In hervorragender Weise bewährt sich der theoretisch-methodische Ansatz dieser Studie. Wie berechtigt der Anspruch ist, mit einer Untersuchung von Wirtschaftsverbänden und Vereinen die Wirkungsmächtigkeit, aber auch den Wertehorizont (wirtschafts-)bürgerlicher Vorstellungen zu analysieren, lässt sich auf nahezu jeder Seite der Studie erkennen. Das Konzept der „sozialen Integration“ hat Biggeleben besonders gut am Beispiel des kleinen und elitären Zirkels der Ältesten – gewissermaßen des Führungspersonals der Organisation – anwenden können. Zum einen brachte die dortige Mitgliedschaft – um hier nicht mit Giddens, sondern mit Bourdieu zu sprechen – reichlich ökonomisches und soziales Kapital. Darüber hinaus erlegte ein solches Amt dem Inhaber (formal) auch die Verpflichtung auf, sich nach innen und außen an den allgemein ausgehandelten Wertekodex zu halten und ihn offensiv zu vertreten. In Bezug auf den Kodex des „ehrbaren Kaufmanns“ funktionierte die „bürgerliche Selbstverpflichtung“ offenbar erstaunlich gut und lang anhaltend. In einem anderen, dem Kodex zugeordneten Bereich, dem des Stiftens und Spenden, zeigte sich jedoch eine deutliche „Diskrepanz zwischen Normen, Werten sowie Selbstdefinitionen und den tatsächlichen Praktiken“ (S. 60). Die weit verbreitete These, dass Wohltätigkeit und finanzielles Engagement fürs Gemeinwohl ein bürgerliches Aktionsfeld par excellence darstellten, findet Biggeleben zumindest für die in den untersuchten Organisationen tätigen Wirtschaftseliten nicht bestätigt. Anspruch und Wirklichkeit klafften hier – übrigens auch bei vielen jüdischen Mitgliedern – mehr oder weniger deutlich auseinander. Und anders als an der Börse, wo der Verlust von kaufmännischer Ehrbarkeit unweigerlich auch zu einem Verlust an „social integration“ im Sinne Giddens' führte, wurde die Verletzung des Ehrenkodex von den „Standesgenossen“ in diesem Falle weder sozial geahndet noch geächtet.

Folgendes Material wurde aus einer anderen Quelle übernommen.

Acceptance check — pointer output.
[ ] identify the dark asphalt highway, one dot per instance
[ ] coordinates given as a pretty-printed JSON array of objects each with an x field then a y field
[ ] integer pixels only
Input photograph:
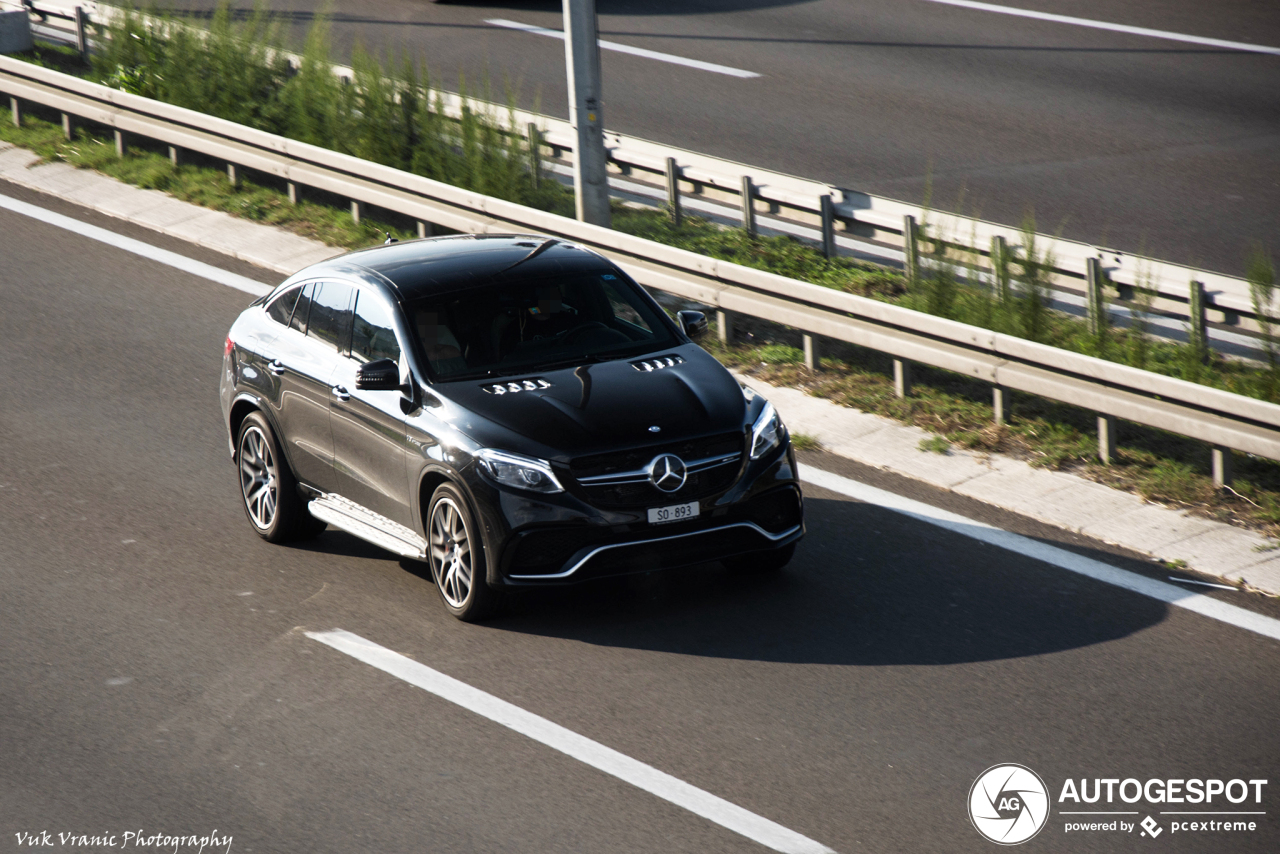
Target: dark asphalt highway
[
  {"x": 155, "y": 672},
  {"x": 1119, "y": 140}
]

Mit diesen Ergebnissen, aber auch mit seinem methodischen Herangehen setzt Biggeleben neue Akzente: Ihn interessieren nicht allein die prominenten Mäzene wie James Simon, Rudolf Mosse oder Eduard Arnhold. Er untersucht vielmehr innerhalb der beiden Interessenverbände, die zweifellos repräsentativ für das Berliner Wirtschaftsbürgertum sein können, die Frage, wie stark die bürgerliche Verpflichtung zur Wohltätigkeit den Alltag bestimmte, wie nahe die kulturelle Praxis dem Ideal kam. Anhand der Spenden und Stiftungen, die etwa für notleidende Kaufleute aufgebracht bzw. eingerichtet wurden, versucht er herauszufinden, wie repräsentativ die prominenten Mäzene für das bürgerliche Milieu und vor allem für das Wirtschaftsbürgertum gewesen sind. Haben andere Bürger ganz ähnlich agiert oder kann man von den herausragenden Philanthropen doch nicht so einfach auf die kulturelle Praxis der sozialen Gruppe insgesamt schließen? Und daraus leitet sich dann fast zwingend eine weitere Frage ab: Erfüllte philanthropisches Handeln tatsächlich die Funktion, bürgerliche Identität zu stiften und verschiedene Gruppen zu vergesellschaften? Oder handelte es sich vielleicht doch nur und vordringlich um ein Instrument der Elitenbildung? Das sind weiterführende Fragen, die Biggeleben mit seiner Studie selbstverständlich nicht erschöpfend beantworten kann, denn dafür bedürfte es der Korrelation mit anderen, für die Geber möglicherweise attraktiveren Feldern mäzenatischen bzw. wohltätigen Handelns wie sie etwa die Fördervereine von Museen und Universitäten oder auch soziale Stiftungen darstellten.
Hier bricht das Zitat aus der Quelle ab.